When the crack extends to the initial position of the cladding zone, the fracture characteristics of the two types of samples are different. Since the coarse-grained martensite in the substrate of the LC + surface LSP samples could not combine tightly with the fine-grained martensite transformed from austenite during the LC process, the fracture on the LC + surface LSP samples is porous, providing conditions for rapid crack propagation. Fortunately, the large temperature gradient formed between the remelting pool and the substrate under the laser effect at the beginning of the cladding process introduces thermal stress into the groove surface and reduces the load threshold which may promote crack propagation.

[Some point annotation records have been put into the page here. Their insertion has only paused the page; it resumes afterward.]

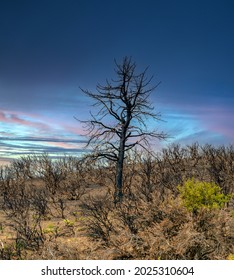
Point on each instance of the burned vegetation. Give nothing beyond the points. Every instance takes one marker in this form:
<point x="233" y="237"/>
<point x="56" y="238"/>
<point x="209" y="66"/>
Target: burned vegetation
<point x="65" y="208"/>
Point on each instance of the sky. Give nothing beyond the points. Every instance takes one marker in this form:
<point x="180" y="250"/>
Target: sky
<point x="49" y="49"/>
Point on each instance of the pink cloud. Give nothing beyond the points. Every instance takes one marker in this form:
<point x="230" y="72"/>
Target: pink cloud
<point x="15" y="119"/>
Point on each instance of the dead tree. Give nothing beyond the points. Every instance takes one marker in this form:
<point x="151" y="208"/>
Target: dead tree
<point x="121" y="120"/>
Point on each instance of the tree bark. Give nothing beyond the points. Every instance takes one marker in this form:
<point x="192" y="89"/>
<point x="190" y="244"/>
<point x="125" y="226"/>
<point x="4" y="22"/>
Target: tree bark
<point x="119" y="171"/>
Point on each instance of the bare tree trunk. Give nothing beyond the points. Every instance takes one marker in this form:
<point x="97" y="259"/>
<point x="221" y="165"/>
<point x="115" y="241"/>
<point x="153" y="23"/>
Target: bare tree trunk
<point x="118" y="197"/>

On the other hand, the fracture on the groove pre-LSPed LC samples presents a dense surface, and the size and depth of the dimples are similar to those of the substrate. The LSP performed on the groove introduces a residual compressive stress field that counteracts the tensile stress caused by the thermal effect during the LC process and greatly reduces the influence of thermal stress on crack growth37. Moreover, the combination between the substrate and the cladding zone is improved since the martensite grain on the groove surface is refined by the laser-induced shock wave, which consequently increases the resistance to crack propagation. Therefore, the tensile properties of the groove LSP + LC +surface LSP samples are higher than those of the LC +surface LSP samples.

Conclusions

To summarize, this study demonstrated the recovering effect of LSP treatment on the mechanical properties of LC 30CrMnSiNi2A high-strength steel samples and explained the mechanism of microhardness and tensile property improvement from the perspective of microstructure and stress modulation. The differences in tensile fractures between the two LSP processes were analysed. Conclusions drawn from the work are as follows:

  1. (1)

    The surface microhardness of the 30CrMnSiNi2A high-strength steel specimen was significantly increased by LSP to nearly 800 HV0.2, which is 25% higher than that of the untreated substrate (approximately 600 HV0.2). The microhardness at the cross-section within 1 mm depth to the surface is higher than that of the substrate, while the microhardness of the cladding zone with a depth of more than 1 mm to the surface is lower than that of the substrate (approximately 500 HV0.2), which could be attributed to the phase transformation caused by the thermal accumulation effect of the multilayer and multichannel LC process.

  2. (2)

    The laser-induced shock wave has a significant grain refinement effect on the LC sample's surface layer during the LSP process; thus, LAGBs increased obviously. A large number of dislocations are induced, deformation twins are formed, and the original coarse grains are refined. Nanocrystals can be observed in the surface layer. The surface structure of the untreated LC sample is columnar austenite with a grain length of 30-40 μm, similar to the grain size of the deep layer (deeper than 60 μm) of the LC + surface LSP sample. On the surface layer of the LSPed sample, the columnar austenite crystal is transformed into an equiaxed austenite crystal under the action of the laser-induced shock wave, with a grain size of only 4-8 μm.

  3. (3)

    Compared to the DED process, both the LC + surface LSP and groove LSP + LC + surface LSP treatments can restore the tensile properties of 30CrMnSiNi2A high-strength steel, during which the effect of the groove LSP + LC + surface LSP process is more significant with tensile strength and yield strength only 10% lower than forged materials.

  4. (4)

    The tensile fractography in the cladding initiation region of the LC + surface LSP samples is porous, while that of the groove LSP + LC + surface LSP samples is not. Similar to the substrate, the fracture in the cladding initiation region is flat with large and deep dimples, implying higher plastic toughness and tensile strength.